От неожиданности тело прошибла дрожь. Мир расплылся блеклыми потоками, и осталось лишь это пятно, напоминающее Иллиатрэ очертаниями, да и только: по центру в нем клубилась такая густая чернота, что, казалось, в нее можно провалиться, а от нее к выцветшим темно-синим краям тянулись трещины.
Бесконечно долго Астарион таращился на пятно — и снова дернулся, когда в дверь оглушающе забарабанили. Он вскочил с кровати и поспешно открыл. На пороге обнаружился пульсирующий фиолетовый силуэт с черной дырой посреди груди, будто ребра ему проломили кулаком. Гейл. Не надо было даже видеть его лица, чтобы почувствовать, до чего он мрачный и сердитый, окутанный сыроватым полумраком коридора, как промокшим плащом.
— Ты чего барабанишь? — прошипел Астарион, но тихо, чтобы не разбудить Иллиатрэ.
— Пошли за мной! — резко бросил Гейл. Пятно на месте его лица судорожно мерцало. — Насколько я понял, ты начал видеть ауры?
— Ауры? — повторил Астарион и нахмурился. — А с какой это радости ты влез ко мне в сознание? Что еще ты там решил подсмотреть, м?
— Я не влезал в твое сознание. Ты просто так сильно удивился, когда увидел ауру Иллиатрэ, что твои эмоции и видения передались всем нам!

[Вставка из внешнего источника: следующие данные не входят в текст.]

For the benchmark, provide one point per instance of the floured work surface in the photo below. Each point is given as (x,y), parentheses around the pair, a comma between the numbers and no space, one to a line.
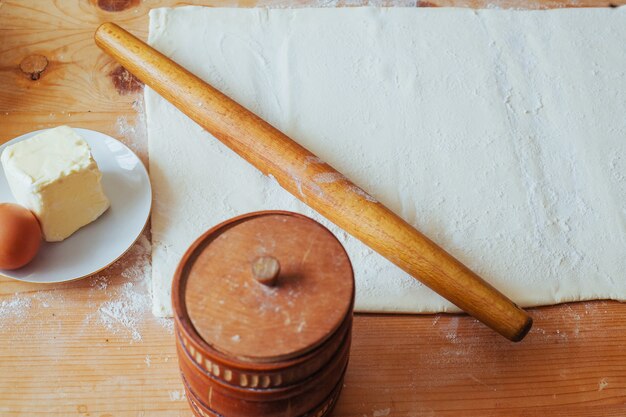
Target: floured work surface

Их взгляды столкнулись, и стало понятно, что Гейл настроен решительно, как никогда: его не сбить с толку скабрезными намеками и грубыми фразами. Да и, в конце концов, надо же разобраться, что это за «ауры» такие!
Вздохнув, Астарион пошел за ним в его комнату, и когда дверь за ними закрылась, Гейл посмотрел на него исподлобья.
— Я говорил, — процедил он, — будь осторожен… с той книгой. Она свела с ума множество великих волшебников. А теперь и ты видишь души смертных! Или того хуже — видишь то, что книга хочет тебе показать!
— Я прочитал ее уже давным-давно, и что, последствия только сейчас проявились?
— Откуда мне знать? Может, иллитидский головастик отсрочил воздействие нетерийской магии!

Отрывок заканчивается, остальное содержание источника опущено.